In Chapters 9.3 9.8 , 9.11 , 9.12 facelift techniques are reviewed, and authors present their preferred method to manipulate the deeper soft tissues of the face. While aesthetic surgeons have popularized various approaches in the plastic surgery literature, superiority of subSMAS procedures compared to SMAS plication and SMASectomy techniques remains open for debate. Variation in the vector of SMAS repositioning also exists between techniques, as some rely on vertical advancement of the SMAS, while others utilize a superior-oblique vector. Despite these variations, it remains clear that all facelift procedures have translational effects on the neck that improve its contour and define the jawline. Laxity in the lower face is transmitted to the neck because the SMAS and the platysma are located in the same plane with minimal bony attachments. Therefore, tightening of the SMAS has a decided effect on the platysma. Conceptually, SMAS plication and subSMAS maneuvers are all based on the principle that a major component of facial aging is laxity in the SMAS complex. Therefore, the tightened SMAS acts as the vehicle for repositioning facial and neck fat back into the face ( ). In sequencing SMAS manipulation and platysmaplasty, SMAS procedures should be performed first. Although somewhat controversial, if the platysmaplasty is done first, this locks the platysma in place, preventing the repositioning of jowl and neck fat back into the face by SMAS elevation. By first tightening the SMAS, the effect is translated over the jawline and begins to define the cervicomental angle. Then, midline tightening of the platysma merely takes up the excess laxity in the horizontal plane, further defining the neckline.

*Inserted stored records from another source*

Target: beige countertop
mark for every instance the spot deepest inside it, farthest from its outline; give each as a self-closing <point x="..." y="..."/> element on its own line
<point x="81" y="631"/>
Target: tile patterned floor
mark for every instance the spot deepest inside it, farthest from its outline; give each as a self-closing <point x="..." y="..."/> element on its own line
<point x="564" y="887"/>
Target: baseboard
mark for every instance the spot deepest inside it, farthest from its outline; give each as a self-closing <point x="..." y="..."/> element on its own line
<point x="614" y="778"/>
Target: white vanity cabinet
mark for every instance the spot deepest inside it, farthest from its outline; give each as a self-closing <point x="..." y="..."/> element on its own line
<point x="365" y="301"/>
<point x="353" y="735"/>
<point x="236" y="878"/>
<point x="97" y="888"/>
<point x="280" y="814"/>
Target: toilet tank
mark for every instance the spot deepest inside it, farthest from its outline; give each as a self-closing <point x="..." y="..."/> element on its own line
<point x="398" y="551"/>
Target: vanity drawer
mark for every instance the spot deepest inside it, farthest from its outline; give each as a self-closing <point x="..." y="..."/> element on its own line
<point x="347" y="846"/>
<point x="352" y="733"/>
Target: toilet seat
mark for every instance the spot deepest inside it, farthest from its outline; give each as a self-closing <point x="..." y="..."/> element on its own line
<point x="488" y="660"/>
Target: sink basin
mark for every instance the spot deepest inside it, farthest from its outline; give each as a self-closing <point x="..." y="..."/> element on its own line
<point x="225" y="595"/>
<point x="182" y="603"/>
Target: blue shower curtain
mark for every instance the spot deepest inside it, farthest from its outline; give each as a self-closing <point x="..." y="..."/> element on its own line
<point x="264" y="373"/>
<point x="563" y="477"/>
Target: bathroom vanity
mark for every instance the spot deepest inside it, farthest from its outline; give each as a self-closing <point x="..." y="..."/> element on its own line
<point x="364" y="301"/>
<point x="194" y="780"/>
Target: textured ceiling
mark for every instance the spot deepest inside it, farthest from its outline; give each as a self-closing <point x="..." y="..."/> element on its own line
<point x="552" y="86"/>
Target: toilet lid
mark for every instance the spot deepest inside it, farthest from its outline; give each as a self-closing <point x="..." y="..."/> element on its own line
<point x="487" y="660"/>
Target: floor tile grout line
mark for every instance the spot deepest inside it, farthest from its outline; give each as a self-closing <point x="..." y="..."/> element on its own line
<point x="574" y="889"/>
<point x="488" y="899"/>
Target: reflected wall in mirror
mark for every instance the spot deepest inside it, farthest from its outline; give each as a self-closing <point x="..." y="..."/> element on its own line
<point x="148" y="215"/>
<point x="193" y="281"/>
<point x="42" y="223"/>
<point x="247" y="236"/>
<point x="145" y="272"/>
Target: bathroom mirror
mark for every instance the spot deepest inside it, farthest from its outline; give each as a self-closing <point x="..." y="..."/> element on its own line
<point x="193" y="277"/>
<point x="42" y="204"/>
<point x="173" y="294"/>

In Chapter 9.4 , the MACS lift principle, originally described by Tonnard et al ., is reviewed. In this technique, platysma tightening is accomplished along a vertical vector utilizing purse-string sutures in the cheek. Borrowing on concepts proposed by Fogli, Tonnard et al . rely on posterior-superior traction on the neck rather than anterior (medial). They believe that it is counterproductive to separate skin from platysma and address the platysma with a vertically oblique vector anchored to Lore's fascia (platysma auricular fascia, or parotid cutaneous ligaments). Higher in the cheek, oblique vectors are utilized, suturing submalar fat to the malar bone and placing a running suture ending at the anterior parotid fascia.